Rechnen wir mal nach: Da schrumpfen die 1,3 Milliarden Überstunden schnell aufs Miniatur-Wunderland-Maß – und dafür muss man die Tausenden Überstunden der Politiker nicht einmal abziehen. 1,3 Milliarden Überstunden sind bummelig 2,4 Stunden pro Beschäftigtem pro Monat, eine gute halbe Stunde pro Woche. Es soll Leute geben, die verbringen ein Vielfaches ihrer Arbeitszeit an der Kaffeemaschine.

Die Deutschen sind nicht fleißiger, sondern fauler als andere

Der Blick auf die Deutschen als vermeintlich besonders fleißiges Völkchen ist nicht nur ein Vorurteil, sondern ein Vorvergangenheitsurteil. Ich möchte jetzt nicht von der Rente nach 45 Berufsjahren anfangen, sonst bekomme ich wieder waschkörbeweise böse Briefe. Aber spannend ist es schon, warum sich weit mehr als ein Viertel der Beschäftigten früher in die Rente verabschiedet.

Ich kann persönlich jeden Menschen verstehen, der andere Träume als Backstube, Baustelle, Büro und Behörde hegt. Nur: Irgendeiner muss den Spaß bezahlen. Das mag in Zeiten von Doppel-Wumms, „You’ll never walk ­alone“, Bazooka und ­Respekt in Vergessenheit geraten, aber sozial am Sozialstaat ist nicht, das Maximum herauszuholen.

Er war gedacht für Menschen, die es allein nicht schaffen, nicht für Gutverdiener, die noch all ihre Träume verwirklichen wollen. Vielleicht müssen wir grundsätzlich über das Arbeitsethos der Deutschen sprechen – was übrigens auch immer mehr Leute tun.

Geht es bei Work-Life-Balance nur noch um Freizeit?

Sie verdrehen die Augen, wenn junge Leute nach ihrer ersten 35-Stunden-Woche in den sozialen Netzwerken tränenüberströmt zusammenbrechen, weil sie nur 36.000 Euro Einstiegsgehalt und kümmerliche 30 Urlaubstage bekommen. Viele fragen sich, wer angesichts der verklärten Work-Life-Balance eigentlich noch an Arbeit denkt oder nur Freizeit meint.
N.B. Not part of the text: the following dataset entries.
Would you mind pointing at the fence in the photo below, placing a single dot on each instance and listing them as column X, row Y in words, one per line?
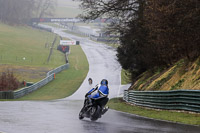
column 188, row 100
column 29, row 89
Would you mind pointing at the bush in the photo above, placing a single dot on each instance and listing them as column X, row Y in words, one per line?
column 8, row 81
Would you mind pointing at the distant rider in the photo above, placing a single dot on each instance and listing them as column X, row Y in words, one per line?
column 100, row 93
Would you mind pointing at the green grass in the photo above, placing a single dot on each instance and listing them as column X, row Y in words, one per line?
column 66, row 82
column 19, row 43
column 180, row 117
column 125, row 77
column 67, row 8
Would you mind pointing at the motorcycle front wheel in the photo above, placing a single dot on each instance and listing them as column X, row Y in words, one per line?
column 94, row 113
column 81, row 114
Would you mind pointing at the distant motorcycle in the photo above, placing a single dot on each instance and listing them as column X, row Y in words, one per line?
column 93, row 111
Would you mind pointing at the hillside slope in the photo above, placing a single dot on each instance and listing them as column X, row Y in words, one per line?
column 182, row 75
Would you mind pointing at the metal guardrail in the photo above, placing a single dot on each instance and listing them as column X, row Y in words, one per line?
column 188, row 100
column 29, row 89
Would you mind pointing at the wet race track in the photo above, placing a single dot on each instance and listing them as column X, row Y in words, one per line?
column 61, row 116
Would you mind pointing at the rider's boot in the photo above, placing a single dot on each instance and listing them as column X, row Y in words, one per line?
column 105, row 110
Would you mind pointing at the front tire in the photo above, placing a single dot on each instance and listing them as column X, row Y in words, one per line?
column 81, row 114
column 94, row 113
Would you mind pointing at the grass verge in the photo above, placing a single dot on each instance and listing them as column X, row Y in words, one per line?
column 125, row 77
column 180, row 117
column 67, row 81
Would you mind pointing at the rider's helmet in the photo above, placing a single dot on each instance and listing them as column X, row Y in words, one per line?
column 104, row 82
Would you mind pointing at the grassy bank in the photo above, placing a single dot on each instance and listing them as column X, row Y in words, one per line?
column 66, row 82
column 181, row 117
column 25, row 51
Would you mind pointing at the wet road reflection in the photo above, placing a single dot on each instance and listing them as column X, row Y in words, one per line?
column 61, row 116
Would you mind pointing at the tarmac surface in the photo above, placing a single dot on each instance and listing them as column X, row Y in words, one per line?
column 61, row 116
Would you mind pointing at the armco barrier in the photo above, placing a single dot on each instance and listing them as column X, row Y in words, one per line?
column 188, row 100
column 29, row 89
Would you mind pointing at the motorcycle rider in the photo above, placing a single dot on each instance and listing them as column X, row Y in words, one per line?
column 100, row 93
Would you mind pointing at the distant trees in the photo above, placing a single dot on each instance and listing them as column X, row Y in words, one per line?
column 153, row 33
column 20, row 11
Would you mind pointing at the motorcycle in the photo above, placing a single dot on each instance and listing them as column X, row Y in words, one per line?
column 93, row 109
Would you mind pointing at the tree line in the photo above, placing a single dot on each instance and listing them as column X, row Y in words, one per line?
column 153, row 33
column 21, row 11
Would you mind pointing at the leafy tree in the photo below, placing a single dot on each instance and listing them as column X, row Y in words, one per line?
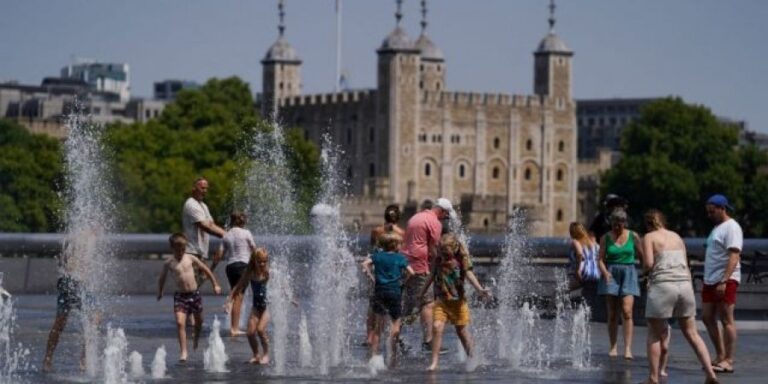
column 674, row 156
column 30, row 173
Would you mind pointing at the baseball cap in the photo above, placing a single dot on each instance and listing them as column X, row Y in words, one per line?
column 444, row 204
column 719, row 201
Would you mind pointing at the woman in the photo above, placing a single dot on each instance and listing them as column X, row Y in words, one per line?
column 670, row 294
column 618, row 250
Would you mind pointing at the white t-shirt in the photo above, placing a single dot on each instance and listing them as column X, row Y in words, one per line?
column 197, row 239
column 237, row 244
column 726, row 235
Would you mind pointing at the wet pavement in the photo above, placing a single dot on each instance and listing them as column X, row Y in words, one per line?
column 149, row 324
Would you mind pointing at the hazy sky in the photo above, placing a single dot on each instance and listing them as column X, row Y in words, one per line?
column 707, row 51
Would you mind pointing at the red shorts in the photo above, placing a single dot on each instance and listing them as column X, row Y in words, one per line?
column 709, row 293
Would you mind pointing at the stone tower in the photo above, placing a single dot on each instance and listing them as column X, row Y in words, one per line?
column 552, row 66
column 432, row 68
column 397, row 112
column 281, row 72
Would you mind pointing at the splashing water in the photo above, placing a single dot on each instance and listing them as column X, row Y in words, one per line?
column 13, row 358
column 115, row 354
column 136, row 363
column 87, row 256
column 305, row 345
column 215, row 356
column 334, row 272
column 158, row 363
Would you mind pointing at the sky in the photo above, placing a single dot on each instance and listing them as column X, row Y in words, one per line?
column 709, row 52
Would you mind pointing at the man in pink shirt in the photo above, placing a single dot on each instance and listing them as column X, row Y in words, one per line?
column 422, row 239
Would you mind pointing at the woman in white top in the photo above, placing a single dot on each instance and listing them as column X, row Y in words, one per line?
column 670, row 294
column 237, row 245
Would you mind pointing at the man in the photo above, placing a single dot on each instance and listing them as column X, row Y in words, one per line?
column 722, row 274
column 422, row 239
column 198, row 223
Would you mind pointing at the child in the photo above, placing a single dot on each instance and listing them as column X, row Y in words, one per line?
column 451, row 267
column 257, row 274
column 187, row 300
column 388, row 266
column 236, row 248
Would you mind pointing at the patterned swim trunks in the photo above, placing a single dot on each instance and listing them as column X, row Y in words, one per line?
column 188, row 302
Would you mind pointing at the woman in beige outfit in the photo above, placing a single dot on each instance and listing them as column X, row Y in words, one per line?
column 670, row 294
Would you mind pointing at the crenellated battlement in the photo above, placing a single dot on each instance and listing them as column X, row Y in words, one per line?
column 322, row 99
column 482, row 99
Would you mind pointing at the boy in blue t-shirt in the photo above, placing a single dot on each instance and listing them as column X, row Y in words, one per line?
column 388, row 266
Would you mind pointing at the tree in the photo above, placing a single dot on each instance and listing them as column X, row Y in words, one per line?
column 674, row 156
column 30, row 175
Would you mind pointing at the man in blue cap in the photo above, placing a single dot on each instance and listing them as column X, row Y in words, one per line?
column 722, row 274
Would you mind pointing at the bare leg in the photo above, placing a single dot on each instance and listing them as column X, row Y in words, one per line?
column 426, row 321
column 656, row 334
column 261, row 329
column 234, row 321
column 198, row 327
column 626, row 311
column 725, row 311
column 181, row 322
column 53, row 339
column 688, row 327
column 437, row 341
column 708, row 317
column 612, row 322
column 251, row 332
column 466, row 339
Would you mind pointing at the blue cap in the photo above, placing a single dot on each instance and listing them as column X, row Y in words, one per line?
column 720, row 201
Ökonomen zweifeln daran, ob eine Arbeitsgesellschaft, die auf Vollzeit gründet, in Teilzeit noch funktioniert – und ob sich manche nicht einen schlanken Fuß auf Kosten der Vollzeitler machen. Denn über das Steuersystem wird die Teilzeit von allen privilegiert. Sie war gedacht für Mütter und Väter, die ihre Kinder umsorgen, oder Menschen, die Verwandte pflegen, aber nicht für Müßiggänger, die ihre Hobbys pflegen und sich selbst umsorgen.

Irgendjemand muss die Arbeit erledigen – nur wer?

Die Arbeit im Laden wie im Land muss irgendjemand erledigen – und die Steuern irgendwer bezahlen. Die Krise, wenn alle auf Vier-Tage-Woche umstellen, möchte ich lieber nicht erleben. Schon jetzt haben wir in Deutschland eine seltsame Mischung gewählt, die Ökonomen toxisch finden. Laut OECD haben wir die geringste Jahresarbeitszeit, aber sind bei der Zahl der Urlaubs- und Feiertage weit oben.

Wenn einem Land, das jeden Tag seinen Fachkräftemangel beklagt, nichts Besseres als Frühverrentung und ein üppiges Bürgergeld einfällt, glaubt es an die Mär vom anstrengungslosen Wohlstand. Zuwanderung wird uns nicht erlösen. Zu glauben, Migranten würden für uns die Jobs erledigen, damit wir weniger und kürzer arbeiten, zeigt ein neokoloniales oder vordemokratisches Weltbild. Da schufteten auch Heerscharen, damit manche ein schönes Leben führen können.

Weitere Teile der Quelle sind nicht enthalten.